Sobrevivieron solo 200 chalacos de los 5 mil que habitaban la zona. Olas ingresaron hasta 5 km. Fecha fatídica coincide con el sismo de esta tarde
Plano de Lima del siglo XVIII. La ciudad amurallada contenía bellos monumentos como una efigie ecuestre del rey Felipe V. Todo se vino abajo con el terremoto en poco más de tres minutos.
JORGE PAREDES
El Dominical (publicado el 27 de marzo de 2011)
Día 28 de octubre de 1746. Hora 10:30 p.m. La placa tectónica de Nasca se sacude violentamente a unos 160 kilómetros de la costa peruana. La tierra se estremece de abajo hacia arriba y provoca un terremoto en Lima y el Callao. Murallas, techos, fachadas, torres de iglesias, balcones caen en pocos segundos. La gente se refugia en huertas y descampados, pero muchos quedan aplastados debajo de pesados adobes. Lima, la capital del virreinato más importante de América del Sur, la ciudad que había llegado a su punto de perfección, como decía el jesuita Bruno Morales, llena de conventos, plazoletas y murallas, y que había sido levantada en 211 años, es destruida en poco más de tres minutos.

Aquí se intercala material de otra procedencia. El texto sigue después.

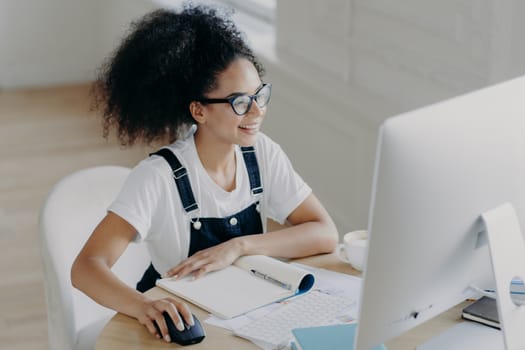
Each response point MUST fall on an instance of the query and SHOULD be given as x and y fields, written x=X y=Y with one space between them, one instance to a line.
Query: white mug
x=353 y=249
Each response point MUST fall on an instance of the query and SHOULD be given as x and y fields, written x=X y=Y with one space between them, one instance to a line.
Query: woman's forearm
x=308 y=238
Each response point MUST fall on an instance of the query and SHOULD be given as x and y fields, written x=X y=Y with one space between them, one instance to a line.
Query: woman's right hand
x=152 y=311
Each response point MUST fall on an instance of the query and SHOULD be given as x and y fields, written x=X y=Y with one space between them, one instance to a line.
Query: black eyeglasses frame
x=232 y=98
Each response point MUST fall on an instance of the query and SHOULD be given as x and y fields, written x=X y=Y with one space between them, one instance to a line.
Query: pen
x=271 y=279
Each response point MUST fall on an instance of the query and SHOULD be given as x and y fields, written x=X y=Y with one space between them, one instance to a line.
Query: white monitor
x=437 y=169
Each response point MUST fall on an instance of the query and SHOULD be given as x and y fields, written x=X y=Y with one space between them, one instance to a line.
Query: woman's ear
x=197 y=112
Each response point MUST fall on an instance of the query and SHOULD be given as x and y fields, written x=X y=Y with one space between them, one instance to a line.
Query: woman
x=202 y=201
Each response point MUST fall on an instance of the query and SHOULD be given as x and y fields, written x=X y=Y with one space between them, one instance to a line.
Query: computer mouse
x=190 y=335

11:00 p.m. Un espeluznante ruido viene del mar. El agua retrocede y en contados minutos una gran ola golpea el Callao. Avanza con tal violencia que, después de destruir las murallas del puerto y despedazar los cañones de bronce que lo resguardan, ingresa cinco kilómetros tierra adentro. Las naves de guerra Fermín y San Antonio terminan destrozadas a kilómetro y medio de la costa; el barco Michelot es lanzado contra un hospital, el cual queda totalmente destruido; y...

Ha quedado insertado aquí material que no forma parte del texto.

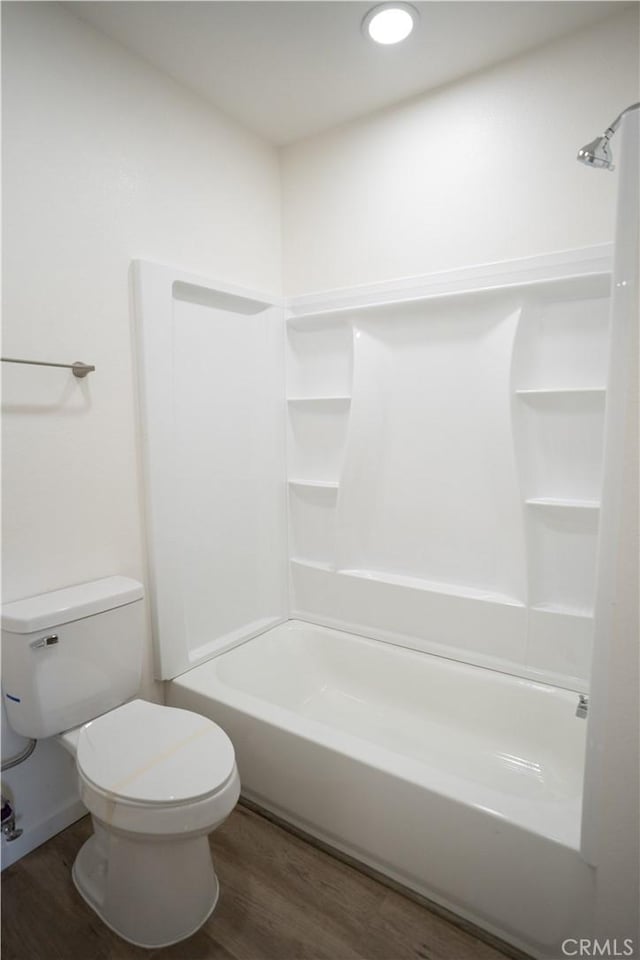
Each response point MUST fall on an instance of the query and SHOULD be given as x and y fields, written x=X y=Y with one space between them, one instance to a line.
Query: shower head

el Socorro acaba detrás de la aldea pesquera de Pitipiti.
El tsunami hundió diecinueve embarcaciones; y, de los cinco mil habitantes que tenía el Callao, sobrevivieron menos de doscientos. En Lima los muertos fueron más de dos mil y los efectos de la catástrofe se sintieron desde Ecuador hasta Chile. Las enormes olas (aunque sin causar mayores daños) llegaron hasta Acapulco, en México.
Día 29 de octubre de 1746. El sol había salido sobre la ciudad y, tal como lo cuenta en su “Relación” el virrey Manso de Velasco, Lima era “un lugar de espanto, a la manera que suelen verse en una guerra los lugares cuando entra el enemigo a sangre y fuego, y convierte en montones de tierra y piedras los más hermosos edificios”. El cronista José del Llano Zapata, quien mejor retrató la tragedia, predijo ante tal panorama que Lima no podría ser reconstruida en dos siglos y ni con doscientos millones de pesos. De sus 3.000 casas, distribuidas en 150 manzanas, solo unas 25 habían quedado en pie. Don José de Ovando y Solís, marqués de Ovando y comandante de la flota española del Pacífico, relató en una carta que tuvo que caminar encima de cadáveres de ambos sexos “en el modo más violento que es imaginable a un [ser] racional”. “No hay hipérbole -escribió- que llegue a significar tanta tragedia en tan corto tiempo. Los clamores de la divina misericordia, y lamentables llantos alternaban con la repetición de temblores, confundiendo las quejas de los heridos, para que fuese mayor su desgracia, sin poder distinguir los que jemían [sic] sepultados o presos como en cavernas, pidiendo socorro en últimos alientos, y así perecieron muchos”.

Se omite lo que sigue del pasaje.